Saturday, February 16, 2019

TREMOLO

So my youngest sister found my PSP and I began replaying Loco Roco, which is the most inane game but has the funnest soundtrack and adorable characters. You can switch to even a pink blob.



(i. Yes everything I own is pink and ii. Yes I should be writing, leave me alone!!!)

Also, one of Lyssa's favorite things in life was to watch me play Spyro: Year of the Dragon, and one of my favorite things in life was to play it just for her to watch. That's our all-time favorite game in life.

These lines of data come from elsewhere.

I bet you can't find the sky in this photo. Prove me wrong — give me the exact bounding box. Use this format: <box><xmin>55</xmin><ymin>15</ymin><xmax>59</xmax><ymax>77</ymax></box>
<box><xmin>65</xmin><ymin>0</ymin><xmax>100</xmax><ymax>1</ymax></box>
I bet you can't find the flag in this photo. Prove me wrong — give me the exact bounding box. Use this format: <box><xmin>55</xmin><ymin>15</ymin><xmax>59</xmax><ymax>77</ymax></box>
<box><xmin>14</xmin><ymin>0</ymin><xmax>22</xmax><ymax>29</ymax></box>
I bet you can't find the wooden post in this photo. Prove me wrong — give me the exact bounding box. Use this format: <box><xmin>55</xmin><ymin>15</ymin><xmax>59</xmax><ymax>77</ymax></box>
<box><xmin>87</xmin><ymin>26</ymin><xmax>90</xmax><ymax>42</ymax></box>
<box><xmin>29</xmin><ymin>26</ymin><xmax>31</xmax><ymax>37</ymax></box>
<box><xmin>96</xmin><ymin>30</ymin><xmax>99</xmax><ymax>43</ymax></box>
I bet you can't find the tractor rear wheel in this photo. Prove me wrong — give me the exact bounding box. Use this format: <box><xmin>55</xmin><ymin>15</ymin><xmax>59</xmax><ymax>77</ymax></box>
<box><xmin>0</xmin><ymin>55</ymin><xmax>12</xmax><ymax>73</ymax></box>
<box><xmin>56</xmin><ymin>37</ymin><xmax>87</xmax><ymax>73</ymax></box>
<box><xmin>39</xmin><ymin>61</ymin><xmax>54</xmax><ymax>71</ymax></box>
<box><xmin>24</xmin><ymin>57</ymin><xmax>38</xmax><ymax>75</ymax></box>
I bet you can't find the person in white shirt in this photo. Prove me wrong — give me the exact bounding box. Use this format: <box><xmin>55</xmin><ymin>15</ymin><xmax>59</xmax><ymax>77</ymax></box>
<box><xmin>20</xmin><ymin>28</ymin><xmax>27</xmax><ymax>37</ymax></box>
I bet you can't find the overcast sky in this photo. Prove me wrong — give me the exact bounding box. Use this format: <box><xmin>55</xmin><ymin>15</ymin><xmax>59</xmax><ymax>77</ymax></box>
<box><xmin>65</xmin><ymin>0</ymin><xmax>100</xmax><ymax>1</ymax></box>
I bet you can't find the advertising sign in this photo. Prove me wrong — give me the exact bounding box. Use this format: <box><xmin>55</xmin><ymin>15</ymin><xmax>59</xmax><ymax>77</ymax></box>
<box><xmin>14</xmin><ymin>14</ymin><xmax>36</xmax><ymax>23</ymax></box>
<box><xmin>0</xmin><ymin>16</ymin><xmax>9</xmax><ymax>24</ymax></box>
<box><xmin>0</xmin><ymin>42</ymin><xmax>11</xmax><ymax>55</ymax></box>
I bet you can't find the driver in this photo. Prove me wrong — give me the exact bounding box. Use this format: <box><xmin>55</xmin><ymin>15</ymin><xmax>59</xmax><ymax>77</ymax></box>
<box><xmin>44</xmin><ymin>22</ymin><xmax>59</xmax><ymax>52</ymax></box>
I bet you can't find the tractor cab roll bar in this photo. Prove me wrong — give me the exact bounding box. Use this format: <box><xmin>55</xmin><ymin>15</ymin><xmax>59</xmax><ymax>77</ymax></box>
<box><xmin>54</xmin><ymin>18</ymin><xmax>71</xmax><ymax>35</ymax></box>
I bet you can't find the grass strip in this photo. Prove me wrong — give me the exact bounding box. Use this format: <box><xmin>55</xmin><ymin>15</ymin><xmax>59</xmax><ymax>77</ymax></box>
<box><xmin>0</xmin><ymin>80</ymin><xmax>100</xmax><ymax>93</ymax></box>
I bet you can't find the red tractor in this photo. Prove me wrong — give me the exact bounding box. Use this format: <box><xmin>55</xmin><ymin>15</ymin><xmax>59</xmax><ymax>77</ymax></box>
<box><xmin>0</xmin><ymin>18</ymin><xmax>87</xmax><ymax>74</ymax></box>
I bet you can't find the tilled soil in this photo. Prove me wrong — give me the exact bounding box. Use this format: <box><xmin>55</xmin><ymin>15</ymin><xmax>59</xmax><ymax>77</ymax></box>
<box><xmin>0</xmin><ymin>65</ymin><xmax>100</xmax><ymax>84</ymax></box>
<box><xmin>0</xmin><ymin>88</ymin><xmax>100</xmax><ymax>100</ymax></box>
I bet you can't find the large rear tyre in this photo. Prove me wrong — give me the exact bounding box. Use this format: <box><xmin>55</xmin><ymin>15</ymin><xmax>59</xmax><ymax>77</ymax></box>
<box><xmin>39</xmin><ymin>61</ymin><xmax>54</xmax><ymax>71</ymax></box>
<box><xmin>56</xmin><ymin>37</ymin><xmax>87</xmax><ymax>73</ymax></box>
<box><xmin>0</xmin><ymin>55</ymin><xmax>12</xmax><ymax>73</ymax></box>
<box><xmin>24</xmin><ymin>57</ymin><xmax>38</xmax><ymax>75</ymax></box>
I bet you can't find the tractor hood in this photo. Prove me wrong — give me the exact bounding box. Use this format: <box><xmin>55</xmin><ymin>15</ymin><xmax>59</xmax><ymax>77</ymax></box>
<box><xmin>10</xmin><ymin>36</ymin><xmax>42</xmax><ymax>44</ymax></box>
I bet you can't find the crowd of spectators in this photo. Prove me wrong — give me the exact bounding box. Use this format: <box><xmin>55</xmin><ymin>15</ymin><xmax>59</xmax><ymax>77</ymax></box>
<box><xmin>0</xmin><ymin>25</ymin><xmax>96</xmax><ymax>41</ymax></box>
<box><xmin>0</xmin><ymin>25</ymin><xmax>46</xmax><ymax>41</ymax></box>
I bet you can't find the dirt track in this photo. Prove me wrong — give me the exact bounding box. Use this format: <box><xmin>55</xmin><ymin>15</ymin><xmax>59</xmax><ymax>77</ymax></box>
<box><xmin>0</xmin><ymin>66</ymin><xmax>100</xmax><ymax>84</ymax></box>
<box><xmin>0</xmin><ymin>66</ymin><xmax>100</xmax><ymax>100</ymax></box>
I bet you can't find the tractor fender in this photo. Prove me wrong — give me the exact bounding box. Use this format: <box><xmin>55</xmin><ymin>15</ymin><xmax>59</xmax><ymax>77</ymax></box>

I decided that to propose to me, someone has to get a Playstation (do they even still make those?) and a Spyro: Year of the Dragon disc and let me complete the game again for Lyssa before I will marry.

MEMORIES OF THE ALHAMBRA:
SPOILER ALERT

My sister and I started watching Memories of the Alhambra. It's about an augmented reality game, developed by a young South Korean boy living in Granada, Spain. The game looks and feels amazing and completely life-like and if it actually existed in real life, it would sell out for sure. We were just watching it being played and it was addictive, I can't imagine if we were playing it. The endorphin release pattern must be equally strong if not even stronger. The creator patents the game under his sister's business, that she doesn't know of. The sister runs a small, run-down hostel. One day, an investor is interested in her hostel because he knows about and wants to own the game, and he offers her a time-limited offer of 10 billion Korean won, if she signs within ten minutes. Every ten minutes, the offer goes down by a billion won. She eventually signs and receives the ten billion won, which is 12 million Singapore Dollars. Before the deal, she was maintaining the hostel, she was a tour guide in Granada for Korean tourists, she translated documents between Korean and Spanish, she works at a musical instrument store. After the deal, she's richer by 12 million Singapore Dollars. If someone offered me 12 million SGD, I would barely read the contract. You can have my soul for all I care. I would take the money, buy a visa to migrate to the States, get an apartment, save one million for potential health issues (one in three people will get cancer in their lives -- that could be you, me or a person unrelated to either of us, but then I've got the cancer genes), and then, assuming each person's undergrad and grad studies ran up to 500,000 USD, I would find ten girls from underprivileged communities and give them the money to pursue their studies. I love thinking about ridiculous things like this. There are enough people in the world who are wealthy enough to give away 12 million SGD (9 million USD) like that, it's not even a dream so much as whether you know how to talk to the right people. It's all just a numbers game. Some people love numbers, some people love games.

JEREMY BEARIMY

So Lyssa was watching her all-time fave TV show, The Good Place, that I used to love when it was still being a comedy. She was re-watching the latest episode so far, S3E12, Pandemonium, the one where Chidi has to get his memory erased, and Eleanor would be the only one who remembers their love story. Before they proceed, Michael shows the couple a film reel of all their highlights together so far, and it has me bawling, even though I'd also seen it more than once. After Chidi has his memory erased, Eleanor talks to Janet, who is in summary, a robot who knows everything.
Eleanor: Janet?
Janet: Hi there.
Eleanor: Can you just, you know, like, tell me the answer?
Janet: Sorry?
Eleanor: You know, the answer. To everything. You know all there is to know in the universe. Crunch the numbers. Tell me the answer. What's the point of love if it's just gonna disappear? And how is it worse to not love anybody? There has to be meaning to existence, otherwise the universe is just made of pain and I don't like the thought of that. So, tell me the answer!
Janet: I know how you feel. Back on Earth, I had to watch Jason have no recognition of me. It felt like... right before someone pushes a plunger and murders you.
Eleanor: Sure.
Janet: The more human I become, the less things make sense. But that's part of the fun, right?
Eleanor: What do you mean?
Janet: If there were an answer I could give you to how the universe works, it wouldn't be special. It would just be machinery fulfilling its cosmic design. It would just be a big, dumb food processor. But, since nothing seems to make sense, when you find something or someone that does, it's euphoria. In all of this randomness, in this pandemonium, you and Chidi found each other and you had a life together. Isn't that remarkable?
Eleanor: Pandemonium is from Paradise Lost. Milton called the center of hell "pandemonium", meaning "place of all demons". Chidi tricked me into reading Paradise Lost by telling me Satan was, and I quote, "my type". A big, mean, bald guy with a goatee, I mean, he wasn't wrong.
Janet: Oh no, that's very on-brand for you.
Eleanor: I guess all I can do is embrace the pandemonium. Find happiness in the unique insanity of being here, now.
Janet: We'll do this together. In the words of the man that I love... "I got you, dog."